Flexbox works by adjusting the size of objects (children) in a container to scale with a changed window size

If you set up the other child instead flex: 2it would take twice as much space as the other (a total of 66%).

When the screen shrinks, the children shrink with it. However, they will reach a point where they can not shrink less than the size of the content, but you can make them wrap to another line (just like text) with flex-wrap on the container.

.container {
  flex-wrap: wrap;
}

When the screen shrinks, the children shrink with it and can wrap themselves

Now you will never come across your website content off-screen or so encrypted that it is unreadable.

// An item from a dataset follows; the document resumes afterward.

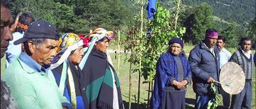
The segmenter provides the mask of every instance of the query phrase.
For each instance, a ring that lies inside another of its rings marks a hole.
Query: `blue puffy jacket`
[[[191,66],[193,75],[193,89],[198,94],[212,93],[210,86],[207,80],[212,77],[216,81],[219,81],[220,71],[219,50],[215,46],[214,48],[215,57],[209,48],[201,42],[191,51],[189,61]],[[218,84],[215,84],[217,88]],[[218,90],[219,90],[218,88]]]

Another piece of CSS technology behind responsive design is media issues. Media issues are like CSS If statements that allow you to check a value before using any CSS. You can use this to dynamically design components based on the width of the browser. For example, if you had a top menu bar that you wanted to hide on your phone and replace with a hamburger menu, you could hide it with a @media question:

.topmenu {
  display: block
}

@media screen and (max-width: 600px) {
  .topmenu {
    display: none;
  }
}

600px is just an arbitrary value used to define the boundaries of most mobile devices, but you can have many breakpoints that change the styling. You can use these in combination with flexbox to change the flex properties based on the size of the device; for example, a common use is to make horizontal lists vertical and center-aligned, for easier readability on the mobile.

There is much more with responsive design than we can cover here, so if you want to learn more about CSS behind it, you can read this fantastic guide to flexbox from CSS Tricks, or read W3School’s documentation for media issues.

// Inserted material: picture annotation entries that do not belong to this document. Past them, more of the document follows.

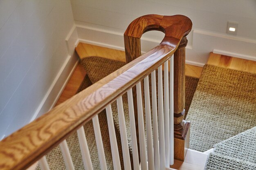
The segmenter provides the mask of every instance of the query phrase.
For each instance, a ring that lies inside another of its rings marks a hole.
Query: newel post
[[[174,53],[174,158],[183,161],[189,146],[190,122],[183,120],[185,108],[185,48],[188,41],[182,39]]]

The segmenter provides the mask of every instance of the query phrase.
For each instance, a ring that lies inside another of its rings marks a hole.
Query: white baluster
[[[38,161],[39,166],[42,170],[50,170],[49,166],[45,156],[44,156]]]
[[[153,114],[153,141],[154,142],[154,163],[155,169],[160,168],[159,163],[159,141],[158,141],[158,124],[157,123],[157,88],[155,71],[151,73],[152,90],[152,111]]]
[[[117,99],[117,102],[118,119],[119,119],[120,133],[121,137],[121,143],[122,144],[122,150],[123,151],[124,169],[125,170],[130,170],[132,169],[130,159],[130,153],[129,152],[127,135],[125,126],[125,120],[124,119],[124,108],[123,107],[123,101],[121,96]]]
[[[169,122],[169,76],[168,60],[164,62],[164,144],[165,144],[165,166],[170,167],[170,126]]]
[[[165,170],[164,125],[164,102],[163,97],[163,77],[162,66],[158,67],[158,127],[159,130],[159,154],[160,169]]]
[[[154,152],[152,140],[152,127],[151,126],[151,111],[150,109],[150,97],[149,96],[149,84],[148,76],[144,79],[145,91],[145,112],[147,133],[147,148],[148,151],[148,169],[154,170]]]
[[[66,140],[64,140],[60,144],[60,147],[61,149],[66,168],[67,170],[74,170],[75,168],[73,164],[71,156],[68,150]]]
[[[89,148],[87,144],[87,141],[86,141],[83,126],[82,126],[78,129],[77,132],[85,169],[86,170],[93,170],[92,164],[92,163],[91,157],[89,152]]]
[[[120,163],[118,148],[117,147],[117,137],[115,130],[111,105],[108,105],[106,107],[106,112],[107,118],[108,119],[108,126],[110,145],[111,146],[111,152],[112,153],[114,169],[115,170],[121,170],[121,166]]]
[[[132,138],[132,160],[133,161],[133,169],[134,170],[139,170],[138,147],[137,146],[137,137],[134,115],[132,91],[130,89],[127,92],[128,104],[129,105],[129,115],[130,123],[131,127],[131,136]]]
[[[105,159],[102,138],[101,137],[101,129],[99,122],[99,117],[97,115],[92,118],[92,123],[93,123],[94,132],[95,135],[99,159],[99,163],[101,165],[101,170],[107,170],[107,163],[106,163],[106,160]]]
[[[170,165],[174,163],[174,132],[173,125],[174,98],[173,98],[173,79],[174,79],[174,60],[173,55],[170,59]]]
[[[139,124],[139,151],[141,170],[147,170],[147,155],[146,152],[146,139],[142,108],[141,87],[140,82],[136,84],[137,94],[137,105],[138,105],[138,123]]]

How do I make my website responsive?

If you do not want to spend time redoing your site with flexbox in mind, there are many responsive website templates that you can use as a base, including many for free. Many templates that you can use with managed hosting providers (GoDaddy, SquareSpace, Wix, etc.) will respond instantly. Underscores is a good free start template for WordPress.

If you want to code it yourself but do not want to do it All by hand, there are many third-party libraries to work with flexbox. The most popular of these is Bootstrap, which adds easy-to-use classes for working with flexboxes (along with many other useful UI elements). With Bootstrap you specify containers with row class and then enter column size with classes like col-md-6, and CSS is managed for you. For example, the following code will arrange each one div in a row with three on the desktop and add a breakpoint for the media question to make it a full-width column on your mobile:

//content
//content
//content

Sizes are measured by 12, so col-md-4 sets div to 33% width on average size ("md") and col-sm-12 sets it to 100% width on small devices ("sm").

Bootstrap also has lots of themes and templates to get you started. It is designed to get you off the ground very quickly and to get rid of the time spent panning HTML and CSS (hence the name).